Pflanze des Monats

NOVEMBER – Ziersalbei

Er ist die Entdeckung der letzten heißen Sommer, der Ziersalbei avanciert zum begehrten Requisit in unseren Gärten. Neben seiner filigranen Ästhetik und grandiosen Farben – von sanft bis leuchtend – hat er viele positive Eigenschaften: Trockenheitskünstler, Sonnenanbeter, robust, braucht kaum Wasser. Also die perfekte Zukunftspflanze! Neben dem Echten Medizinischen Salbei mit seinen blaugrausilbrigen filzigen Blättern (kennen wir als Kind bei Halsschmerzen, war igitt, aber half) ist Ziersalbei sein hübscherer Verwandter.  Besonders attraktiv ist er in den trendigen, naturnahen Wiesen- und Präriepflanzungen.
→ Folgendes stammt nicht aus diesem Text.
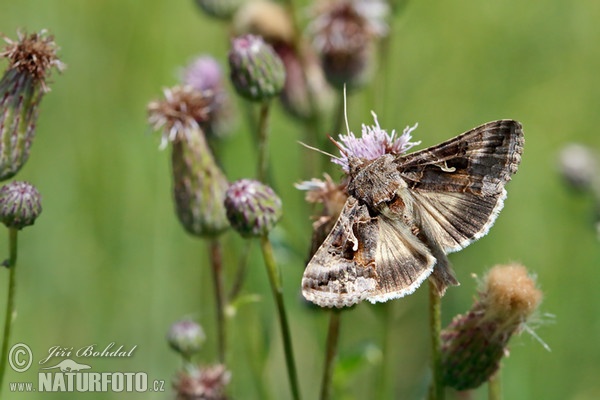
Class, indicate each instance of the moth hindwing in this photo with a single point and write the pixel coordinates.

Vor allem ein Klassiker, der violette oder rote Wiesensalbei (Salvia pratensis), eine heimische Wildstaude, macht da „bella figura“. Ein Bestseller ist längst der Steppen-Salbei (Salvia nemorosa), neben der Wildform verlocken Züchtungen wie ‚Amethyst‘, ‚Blauhügel‘, ‚Ostfriesland‘ in violettblau oder der elegante ‚Schneehügel‘ – alle vom berühmten Züchter Ernst Pagels. Sehr trockenheitsverträglich ist der prächtige Muskateller-Salbei, eine reine Wildart ist der Nordafrikanische Salbei (Salvia barrelieri) mit bis zu ein Meter hohen Blütenrispen. Viele herrliche neue Salbei sind nur bedingt winterhart bei uns – ‚half-hardy‘ sagen die Briten. Das sind die Strauch-Salbei, für Salbei-Freak Frank Fischer in Umkirch bei Freiburg unverzichtbar, „weil sie total robust, krankheitsresistent und unermüdliche Dauerbblüher sind“. Obendrein leuchten sie im fast gesamten Farb-Spektrum, hinreissend vor allem die Nuancen von Violett und Purpur wie hier ‚Amistad‘. In meinem Garten blüht er jetzt noch mit extravaganten Blüten und es scheint kein Ende in Sicht – ein Lichtblick in trüben Novembertagen! Vielleicht schafft er es mit dickem Laub geschützt bis ins nächste Jahr.Dann gibt es noch die exotischen, tropischen Salbeiarten, alle attraktiv. Die Wildform Salvia convertiflora betört mit korallenroten Blüten. Ihr Überleben draussen hängt vom Standort ab, gut abgedeckt schaffen sie es vielleicht draussen, sonst ab in den frostfreien Keller. Und: Bienen, Hummeln und andere Insekten fliegen wie verrückt auf alle Salbeiblüten.